Perhaps even this great master of narrative lacks variety—as who does not? His method, whatever the topic, is ever the same. His sentences, his paragraphs, his chapters are pitched one and all in the same key. It is a very fine and moving key. Many an elevated strain and rich harmony commend it alike to the ear and to the imagination. It is employed with an easy mastery, and is made to serve to admiration a wide range of themes. But it is always the same key, and some themes it will not serve. An infinite variety plays through all history. Every scene has its own air and singularity. Incidents cannot all be rightly set in the narrative if all be set alike. As the scene shifts, the tone of the narrative must change: the narrator’s choice of incident and his choice of words; the speed and method of his sentence; his own thought, even, and point of view. Surely his battle pages must resound with the tramp of armies and the fearful din and rush of war. In peace he must catch by turns the hum of industry, the bustle of the street, the calm of the country-side, the tone of parliamentary debate, the fancy, the ardor, the argument of poets and seers and quiet students. Snatches of song run along with sober purpose and strenuous endeavor through every nation’s story. Coarse men and refined, mobs and ordered assemblies, science and mad impulse, storm and calm, are all alike ingredients of the various life. It is not all epic. There is rough comedy and brutal violence. The drama can scarce be given any strict, unbroken harmony of incident, any close logical sequence of act or nice unity of scene. To pitch it all in one key, therefore, is to mistake the significance of the infinite play of varied circumstance that makes up the yearly movement of a people’s life.

It would be less than just to say that Green’s pages do not reveal the variety of English life the centuries through. It is his glory, indeed, as all the world knows, to have broadened and diversified the whole scale of English history. Nowhere else within the compass of a single book can one find so many sides of the great English story displayed with so deep and just an appreciation of them all, or of the part of each in making up the whole. Green is the one man among English historians who has restored the great fabric of the nation’s history where its architecture was obscure, and its details were likely to be lost or forgotten. Once more, because of him, the vast Gothic structure stands complete, its majesty and firm grace enhanced at every point by the fine tracery of its restored details.
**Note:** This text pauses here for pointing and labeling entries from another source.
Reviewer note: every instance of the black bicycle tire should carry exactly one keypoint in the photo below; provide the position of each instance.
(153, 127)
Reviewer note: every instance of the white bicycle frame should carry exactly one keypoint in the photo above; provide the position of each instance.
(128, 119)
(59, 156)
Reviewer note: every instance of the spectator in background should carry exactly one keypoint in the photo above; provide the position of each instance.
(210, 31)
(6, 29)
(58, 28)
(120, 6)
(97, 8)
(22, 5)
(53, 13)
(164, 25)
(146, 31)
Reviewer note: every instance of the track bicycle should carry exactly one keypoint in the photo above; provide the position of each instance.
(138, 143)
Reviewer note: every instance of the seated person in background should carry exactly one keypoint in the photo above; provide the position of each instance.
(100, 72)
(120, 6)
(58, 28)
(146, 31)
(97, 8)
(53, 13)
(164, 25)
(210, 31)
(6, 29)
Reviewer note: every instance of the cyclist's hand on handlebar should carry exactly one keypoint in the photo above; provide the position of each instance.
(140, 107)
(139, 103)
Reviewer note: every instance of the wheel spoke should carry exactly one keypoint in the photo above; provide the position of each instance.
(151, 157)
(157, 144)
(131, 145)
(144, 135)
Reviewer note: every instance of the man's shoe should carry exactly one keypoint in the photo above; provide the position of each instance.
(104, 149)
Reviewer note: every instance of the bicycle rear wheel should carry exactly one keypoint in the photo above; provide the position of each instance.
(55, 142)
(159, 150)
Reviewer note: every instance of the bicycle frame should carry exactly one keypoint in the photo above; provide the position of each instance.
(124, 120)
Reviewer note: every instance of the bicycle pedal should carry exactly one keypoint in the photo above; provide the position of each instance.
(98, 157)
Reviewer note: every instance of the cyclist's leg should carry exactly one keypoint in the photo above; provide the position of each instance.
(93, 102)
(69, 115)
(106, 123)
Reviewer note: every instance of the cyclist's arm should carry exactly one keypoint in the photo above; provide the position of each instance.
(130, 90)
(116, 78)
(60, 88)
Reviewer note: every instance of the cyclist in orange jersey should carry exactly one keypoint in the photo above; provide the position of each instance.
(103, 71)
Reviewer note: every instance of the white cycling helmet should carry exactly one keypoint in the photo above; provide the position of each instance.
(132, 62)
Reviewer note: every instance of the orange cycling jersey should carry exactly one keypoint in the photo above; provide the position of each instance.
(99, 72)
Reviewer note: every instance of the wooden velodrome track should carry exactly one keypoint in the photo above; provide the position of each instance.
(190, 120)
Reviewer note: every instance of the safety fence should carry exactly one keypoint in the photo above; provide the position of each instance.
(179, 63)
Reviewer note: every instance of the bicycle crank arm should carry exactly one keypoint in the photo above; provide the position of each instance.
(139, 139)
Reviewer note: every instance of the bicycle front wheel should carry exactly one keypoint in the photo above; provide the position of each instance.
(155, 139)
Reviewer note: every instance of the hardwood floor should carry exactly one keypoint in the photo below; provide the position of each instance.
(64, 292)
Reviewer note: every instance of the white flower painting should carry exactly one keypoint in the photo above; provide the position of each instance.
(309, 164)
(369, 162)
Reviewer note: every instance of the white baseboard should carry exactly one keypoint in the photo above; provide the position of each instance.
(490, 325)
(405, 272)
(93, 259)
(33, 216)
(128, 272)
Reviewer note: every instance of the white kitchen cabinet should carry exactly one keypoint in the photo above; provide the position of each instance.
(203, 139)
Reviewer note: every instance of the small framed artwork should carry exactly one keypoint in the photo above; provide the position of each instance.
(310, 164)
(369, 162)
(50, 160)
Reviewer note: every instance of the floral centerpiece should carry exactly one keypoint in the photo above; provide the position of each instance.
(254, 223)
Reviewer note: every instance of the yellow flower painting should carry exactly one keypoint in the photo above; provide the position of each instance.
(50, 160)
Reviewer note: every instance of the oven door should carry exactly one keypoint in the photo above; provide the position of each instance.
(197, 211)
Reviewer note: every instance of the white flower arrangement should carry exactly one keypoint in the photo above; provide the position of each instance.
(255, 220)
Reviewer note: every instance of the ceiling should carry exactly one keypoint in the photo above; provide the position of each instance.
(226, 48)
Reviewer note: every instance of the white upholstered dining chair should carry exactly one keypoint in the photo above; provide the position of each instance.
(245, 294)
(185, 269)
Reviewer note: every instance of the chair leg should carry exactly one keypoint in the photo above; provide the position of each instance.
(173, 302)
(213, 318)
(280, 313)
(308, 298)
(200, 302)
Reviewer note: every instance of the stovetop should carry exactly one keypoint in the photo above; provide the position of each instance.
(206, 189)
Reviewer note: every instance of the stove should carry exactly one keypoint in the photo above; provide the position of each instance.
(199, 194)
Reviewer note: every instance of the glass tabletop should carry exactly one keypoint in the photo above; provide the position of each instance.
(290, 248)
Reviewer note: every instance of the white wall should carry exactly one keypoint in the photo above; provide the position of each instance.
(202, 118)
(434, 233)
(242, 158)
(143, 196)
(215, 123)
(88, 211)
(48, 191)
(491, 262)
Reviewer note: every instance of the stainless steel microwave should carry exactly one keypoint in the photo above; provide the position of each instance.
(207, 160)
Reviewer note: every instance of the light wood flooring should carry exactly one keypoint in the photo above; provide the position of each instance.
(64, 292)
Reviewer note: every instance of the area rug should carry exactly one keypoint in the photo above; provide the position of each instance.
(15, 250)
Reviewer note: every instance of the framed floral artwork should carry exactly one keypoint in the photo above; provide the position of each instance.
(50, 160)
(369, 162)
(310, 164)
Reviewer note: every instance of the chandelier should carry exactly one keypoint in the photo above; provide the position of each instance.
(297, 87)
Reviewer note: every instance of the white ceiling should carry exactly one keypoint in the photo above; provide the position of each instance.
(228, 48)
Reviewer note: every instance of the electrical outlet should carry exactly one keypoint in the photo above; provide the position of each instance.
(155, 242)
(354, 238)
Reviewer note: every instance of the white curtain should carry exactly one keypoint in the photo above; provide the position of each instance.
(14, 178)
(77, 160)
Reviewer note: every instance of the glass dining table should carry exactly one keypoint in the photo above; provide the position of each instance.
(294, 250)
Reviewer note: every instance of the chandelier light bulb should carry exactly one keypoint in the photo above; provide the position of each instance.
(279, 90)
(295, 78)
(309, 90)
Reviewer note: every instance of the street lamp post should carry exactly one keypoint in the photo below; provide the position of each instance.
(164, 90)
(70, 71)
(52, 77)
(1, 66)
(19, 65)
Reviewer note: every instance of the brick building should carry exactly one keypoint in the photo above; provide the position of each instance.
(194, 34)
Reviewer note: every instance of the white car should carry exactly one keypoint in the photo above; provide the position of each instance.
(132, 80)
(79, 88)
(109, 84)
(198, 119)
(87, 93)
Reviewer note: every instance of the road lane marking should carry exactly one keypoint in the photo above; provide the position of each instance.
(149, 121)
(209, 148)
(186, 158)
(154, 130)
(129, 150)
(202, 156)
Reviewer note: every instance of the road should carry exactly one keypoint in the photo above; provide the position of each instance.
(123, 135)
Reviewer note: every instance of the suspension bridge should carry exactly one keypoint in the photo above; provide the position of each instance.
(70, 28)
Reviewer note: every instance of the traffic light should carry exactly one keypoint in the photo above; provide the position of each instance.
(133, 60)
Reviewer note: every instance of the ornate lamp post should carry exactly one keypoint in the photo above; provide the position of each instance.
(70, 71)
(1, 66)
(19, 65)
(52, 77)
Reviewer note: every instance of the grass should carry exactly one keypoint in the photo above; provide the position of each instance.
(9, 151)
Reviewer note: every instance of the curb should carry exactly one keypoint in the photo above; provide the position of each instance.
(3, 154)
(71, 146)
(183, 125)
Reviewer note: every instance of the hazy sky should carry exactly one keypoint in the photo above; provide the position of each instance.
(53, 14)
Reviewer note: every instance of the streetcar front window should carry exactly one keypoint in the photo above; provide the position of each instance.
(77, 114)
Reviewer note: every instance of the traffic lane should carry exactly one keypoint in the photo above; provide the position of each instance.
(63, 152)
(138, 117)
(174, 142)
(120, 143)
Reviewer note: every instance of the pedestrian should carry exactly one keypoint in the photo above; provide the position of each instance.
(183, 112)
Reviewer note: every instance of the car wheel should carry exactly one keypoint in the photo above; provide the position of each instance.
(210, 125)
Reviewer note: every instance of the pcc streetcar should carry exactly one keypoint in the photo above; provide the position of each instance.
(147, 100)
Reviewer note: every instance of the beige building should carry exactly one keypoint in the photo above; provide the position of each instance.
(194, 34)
Where so much is done, it is no doubt unreasonable to ask for more. But the very architectural symmetry of this great book imposes a limitation upon it. It is full of a certain sort of variety; but it is only the variety of a great plan’s detail, not the variety of English life. The noble structure obeys its own laws rather than the laws of a people’s fortunes. It is a monument conceived and reared by a consummate artist, and it wears upon its every line some part of the image it was meant to bear, of a great, complex, aspiring national existence. But, though it symbolizes, it does not contain that life. It has none of the irregularity of the actual experiences of men and communities. It explains, but it does not contain, their variety. The history of every nation has certainly a plan which the historian must see and reproduce; but he must reconstruct the people’s life, not merely expound it. The scope of his method must be as great as the variety of his subject; it must change with each change of mood, respond to each varying impulse in the great process of events. No rigor of a stately style must be suffered to exclude the lively touches of humor or the rude sallies of strength that mark it everywhere. The plan of the telling must answer to the plan of the fact,—must be as elastic as the topics are mobile. The matter should rule the plan, not the plan the matter.